La vida de Nuestro Señor
Es sabido que las injusticias que padeció en su juventud, influyeron en las críticas de Dickens a las religiones organizadas, pues retrató con tonos sombríos a clérigos de la Iglesia anglicana, a la que él mismo pertenecía, y fue incapaz de comprender la naturaleza de la Iglesia católica, pese a sus viajes a Italia, una tierra que sólo supo ver con la estética formalista y distante de tantos de sus compatriotas.
Pero no se puede afirmar con rotundidad que ese espíritu crítico pretendiera llevarse por delante, ni el valor de la Sagradas Escrituras ni el reconocimiento de Cristo como Dios, algo que sí harían los unitaristas que, en su afán de liberarse de los dogmas, solían caer en el lodazal de los espiritualismos para unos pocos iniciados. Por el contrario, Charles Dickens escribió, en 1846, un librito titulado La vida de Nuestro Señor, con el propósito de ser leído en familia durante las Navidades, costumbre mantenida durante años. Sólo después de la muerte de su último hijo, sus descendientes autorizaron su publicación, en 1934.

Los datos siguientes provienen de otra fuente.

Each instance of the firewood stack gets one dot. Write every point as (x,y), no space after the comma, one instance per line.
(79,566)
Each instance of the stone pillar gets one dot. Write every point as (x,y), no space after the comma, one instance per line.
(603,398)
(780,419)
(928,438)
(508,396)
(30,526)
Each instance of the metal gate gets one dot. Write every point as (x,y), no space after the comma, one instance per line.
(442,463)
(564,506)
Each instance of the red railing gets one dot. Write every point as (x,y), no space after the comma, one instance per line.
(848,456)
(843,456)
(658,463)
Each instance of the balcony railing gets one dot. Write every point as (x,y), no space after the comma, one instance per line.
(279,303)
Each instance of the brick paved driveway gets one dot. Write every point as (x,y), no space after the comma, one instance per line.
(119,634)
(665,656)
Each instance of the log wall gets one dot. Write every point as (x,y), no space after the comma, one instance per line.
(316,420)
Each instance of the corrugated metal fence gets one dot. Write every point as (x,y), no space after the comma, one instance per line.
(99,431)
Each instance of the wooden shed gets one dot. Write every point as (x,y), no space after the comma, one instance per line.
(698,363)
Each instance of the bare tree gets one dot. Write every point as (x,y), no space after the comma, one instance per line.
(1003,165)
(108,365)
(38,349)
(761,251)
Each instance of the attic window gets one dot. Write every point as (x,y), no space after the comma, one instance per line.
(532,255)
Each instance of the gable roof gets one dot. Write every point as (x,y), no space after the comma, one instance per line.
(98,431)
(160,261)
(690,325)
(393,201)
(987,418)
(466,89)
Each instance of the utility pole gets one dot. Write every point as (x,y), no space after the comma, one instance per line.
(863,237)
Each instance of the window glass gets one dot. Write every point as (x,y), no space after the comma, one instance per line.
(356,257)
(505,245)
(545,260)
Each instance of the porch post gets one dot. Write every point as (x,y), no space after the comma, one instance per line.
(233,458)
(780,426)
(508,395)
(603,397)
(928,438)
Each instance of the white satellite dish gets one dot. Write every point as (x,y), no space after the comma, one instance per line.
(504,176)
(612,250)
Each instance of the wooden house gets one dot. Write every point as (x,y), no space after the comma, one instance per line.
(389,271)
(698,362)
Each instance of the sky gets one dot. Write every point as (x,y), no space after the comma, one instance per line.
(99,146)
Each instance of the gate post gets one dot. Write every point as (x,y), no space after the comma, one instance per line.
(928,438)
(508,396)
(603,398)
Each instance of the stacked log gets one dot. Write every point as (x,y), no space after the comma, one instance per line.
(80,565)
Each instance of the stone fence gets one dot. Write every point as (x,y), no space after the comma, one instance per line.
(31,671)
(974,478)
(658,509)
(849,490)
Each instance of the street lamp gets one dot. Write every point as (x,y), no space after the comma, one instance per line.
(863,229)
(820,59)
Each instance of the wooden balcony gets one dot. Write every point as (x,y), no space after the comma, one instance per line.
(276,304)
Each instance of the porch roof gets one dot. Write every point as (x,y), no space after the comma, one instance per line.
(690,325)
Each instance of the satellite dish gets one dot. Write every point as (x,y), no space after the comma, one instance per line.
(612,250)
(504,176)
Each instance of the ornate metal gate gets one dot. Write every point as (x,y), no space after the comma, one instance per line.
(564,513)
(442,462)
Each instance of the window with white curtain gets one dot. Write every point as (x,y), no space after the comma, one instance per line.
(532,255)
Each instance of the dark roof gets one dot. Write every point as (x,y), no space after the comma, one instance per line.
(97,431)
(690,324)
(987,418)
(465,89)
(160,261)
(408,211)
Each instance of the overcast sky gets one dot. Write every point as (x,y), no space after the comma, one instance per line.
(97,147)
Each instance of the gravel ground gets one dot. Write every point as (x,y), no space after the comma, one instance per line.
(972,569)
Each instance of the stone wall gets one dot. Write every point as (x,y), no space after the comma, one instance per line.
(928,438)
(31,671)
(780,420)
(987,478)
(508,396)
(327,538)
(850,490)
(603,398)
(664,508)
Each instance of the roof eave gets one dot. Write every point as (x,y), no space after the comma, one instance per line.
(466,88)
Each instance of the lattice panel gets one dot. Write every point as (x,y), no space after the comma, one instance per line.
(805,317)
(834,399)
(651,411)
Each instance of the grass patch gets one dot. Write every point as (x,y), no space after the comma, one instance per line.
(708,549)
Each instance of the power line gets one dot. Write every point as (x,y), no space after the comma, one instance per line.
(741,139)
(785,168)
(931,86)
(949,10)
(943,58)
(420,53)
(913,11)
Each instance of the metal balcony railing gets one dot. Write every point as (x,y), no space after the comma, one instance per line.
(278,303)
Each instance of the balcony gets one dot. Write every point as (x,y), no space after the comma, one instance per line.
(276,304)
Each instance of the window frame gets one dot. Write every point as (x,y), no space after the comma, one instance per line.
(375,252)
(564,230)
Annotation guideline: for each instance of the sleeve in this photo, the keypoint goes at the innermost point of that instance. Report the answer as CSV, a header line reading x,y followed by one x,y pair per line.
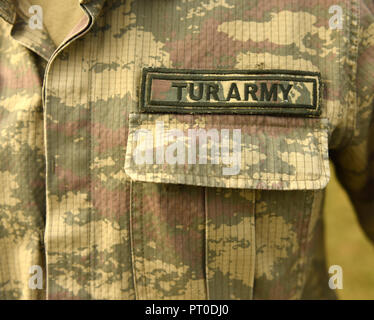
x,y
355,162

Quien tenga acceso al texto, descubrirá que el autor no está describiendo un Cristo filántropo, cuyas buenas acciones y milagros se agotan en el mero hecho de ayudar a los demás. En este evangelio según Dickens, Cristo da continuas muestras de compasión por los pobres y los niños, al igual que el novelista en sus libros, pero no se nos brinda la imagen de un Jesús que sólo se dirige a los pobres, a pesar de que pobres son sus apóstoles. Según el escritor, esa elección respondió a que «los pobres supieran que el cielo se había creado para ellos, al igual que para los ricos». Por lo demás, en diversos pasajes se califica a Jesús de Nuestro Salvador, «el que enseñó a la gente a amar a Dios y a esperar ir al cielo después de la muerte», y recuerda la necesidad del perdón. Tampoco faltan en esta obra las apariciones de Jesús resucitado y la Ascensión, que ponen en evidencia a un Dickens cristiano, al resguardo de las limitaciones de un filantropismo sentimental.